Now, let’s sketch a graph presenting disk layout:
Arrows represent general data flow directions.
It turns out we should provide six basic devices. Amount of disk volumes might seem little crazy but I guarantee it’s very simple to maintain and gives you much more comfort than you would expect.
Our system merits some cool name so let’s find one. Acronym is always a good choice. First letters of our volume names gives a STIORB, which doesn’t really sound good. Taking letters to scramble, only two sane anagrams coming: BISTRO or ORBITS. Of course I pick the second one, otherwise article would be titled Take your workstation storage to the BISTRO which might lead to some misunderstandings.
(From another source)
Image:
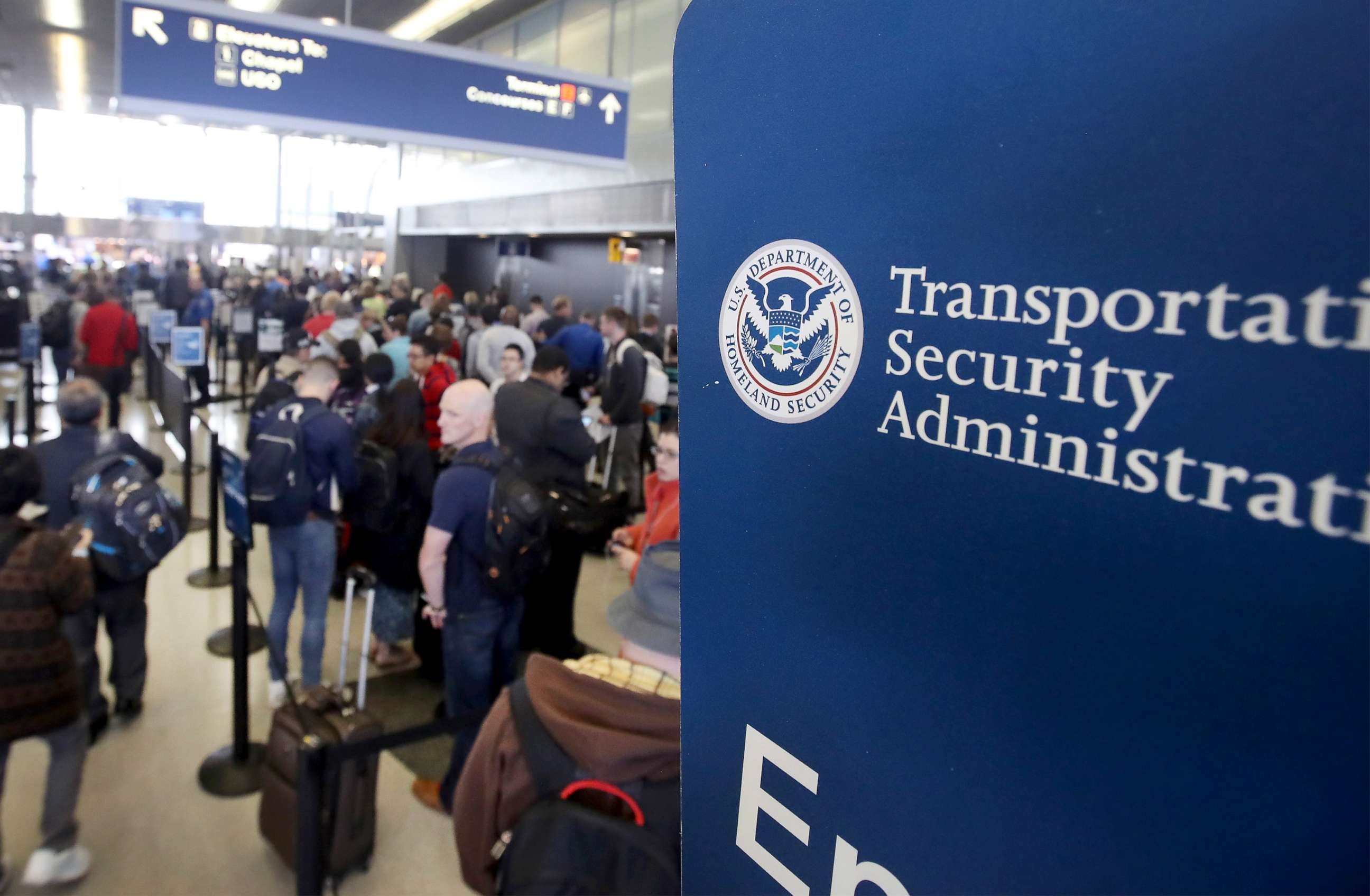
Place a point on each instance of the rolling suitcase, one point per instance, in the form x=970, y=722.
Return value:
x=327, y=713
If you find more interesting acronyms falling out from your volume names, share it in comments!
OK, let’s back to Earth.
To meet the requirements of the ORBITS layout, your computer should be modern (2010 or later) generation Windows workstation, “boxed” MacPro or Hackintosh, capable to connect several drive devices through the mainboard connectors or via additional PCIe cards.
Most tasks of image processing requires fast sequential disk read/write speed rates of the storage devices. Following hardware recommendations are based on this assumption. As a hackintosh user, I opt for cross-platform compatible hardware.
PCIe SSD: future is now
When there’s no compromises and/or budget is not the limitation, go with PCIe SSD. This is quite new approach to storage, where all interfaces are omitted and your device is connected directly to the motherboard’s PCIe bus. Bandwidth of the 4 PCIe lanes used by the drives is incomparably higher than SATAIII. While SATAIII real speed limit is 600MB/s, PCIe storage easily exceeds 2000 MB/s.
CYLINDER MAC PRO USERS
Apple introduced this technology in the “cylinder” MacPro6,1, but with only one connector slot available in the chassis. That’s why storage expansion is possible only via Thunderbolt (which is nothing more than a PCIe x4 interface integrated with DisplayPort) or USB3 ports.
In the ORBITS architecture PCIe SSDs would be ideal candidates to SYSTEM, TEMP, INPUT and OUTPUT volumes. However, motherboard must feature M.2 slots or several PCIe 2.0 x4 slots available. Here are my recommendations:
1. Samsung SM951 AHCI (for Mac):
M.2 NAND PCIe SSD flash drive. Available in three capacity versions: 128 / 256 / 512 GB. If you compare the specifications you may notice they actually the same, except varying write speeds which are 600 / 1200 / 1500 MB/s correspondingly. If you can afford, pick the 512 GB version as it features best parameters. Note you have to purchase AHCI version of this device.
2. Samsung 950 Pro (for PC):
V-NAND NVMe SSD also in M.2 format. Available in tvo variants: 256 / 512 GB it’s even better choice but remember these drives uses different protocol, NVMe instead of AHCI.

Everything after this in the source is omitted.